The sixth Starmus festival took place 5–11 September 2022 in Yerevan, Armenia with the theme 50 Years on Mars, dedicated to the 50th anniversary of the first landing on Mars. There were opening ceremonies and a concert on the first day. Around 50 scientists, Nobel laureates, engineers, cosmonauts, musicians and artists took part in festival events. Starmus VI hosted a Science Camp "to enable children and people interested in science to more closely get acquainted with the latest scientific and technological achievements."

Premiering at the festival was the documentary film Space Inside about the Soviet and Russian cosmonaut Alexei Leonov. The 80-minute film is based on Leonov's last interview and includes footage from the Soviet history of space exploration. A composition dedicated to the topic of Mars exploration was performed at the closing of the festival; the neo-symphony "March of Mars" by Tigran Jager.
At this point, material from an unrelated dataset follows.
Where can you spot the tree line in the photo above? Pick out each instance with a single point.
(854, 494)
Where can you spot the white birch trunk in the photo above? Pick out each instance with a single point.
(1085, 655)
Winners of the Stephen Hawking Medal were announced as Brian May, Jane Goodall, Diane Ackerman and the NASA Communications Unit.

=== 2024 ===

The seventh festival took place 12 to 17 May 2024 in Bratislava, Slovakia with the theme "The Future Of Our Home Planet". A concert on the first day featured performances by Jean-Michel Jarre and Brian May, light and laser displays, and a drone ballet for an audience of 100,000 by the SNP bridge. They were accompanied by the musicians Claude Samard, Adiescar Chase, Slovak Philharmonic Orchestra and Slovak Philharmonic Choir.

Some famous expert speakers of the festival programme were anthropologist Jane Goodall, Nobel Prize winners Michel Mayor, Emmanuelle Charpentier and Kip Thorne, and former astronauts Charlie Duke, Chris Hadfield, Kathryn Thornton and Garrett Reisman.

The Stephen Hawking Medal for Science Communication was awarded to Laurie Anderson, Christopher Nolan, David Attenborough and Sylvia Earle.

=== 2025 ===

In 2025, Starmus Festival returned to La Palma, Canary Islands, under the title “The Island of the Stars”, from 25 to 28 April. This edition emphasized the protection of the night sky, including challenges such as light pollution and space debris, and was part of the island’s recovery after the 2021 Cumbre Vieja volcanic eruption. The program featured over 45 prominent speakers—among them Nobel laureates, astronauts, scientists, and conservationists such as Jane Goodall. Events were held in various towns across La Palma, including Santa Cruz de La Palma, Los Llanos de Aridane, Puerto de Tazacorte, and Puerto Naos, with scientific expos and interactive “STARMUS Camps,” keynote lectures, concerts like “Sonic Universe” and a “Classical Night”.

== Sonic Universe Concerts ==

Two Sonic Universe Concerts were held at the Magma Arte & Congresos arena in Tenerife. The 2011 concert was recorded and produced into a CD entitled Starmus - Sonic Universe. The rock band Nosound recorded their 2014 concert performance and produced a CD/DVD set entitled Teide 2390.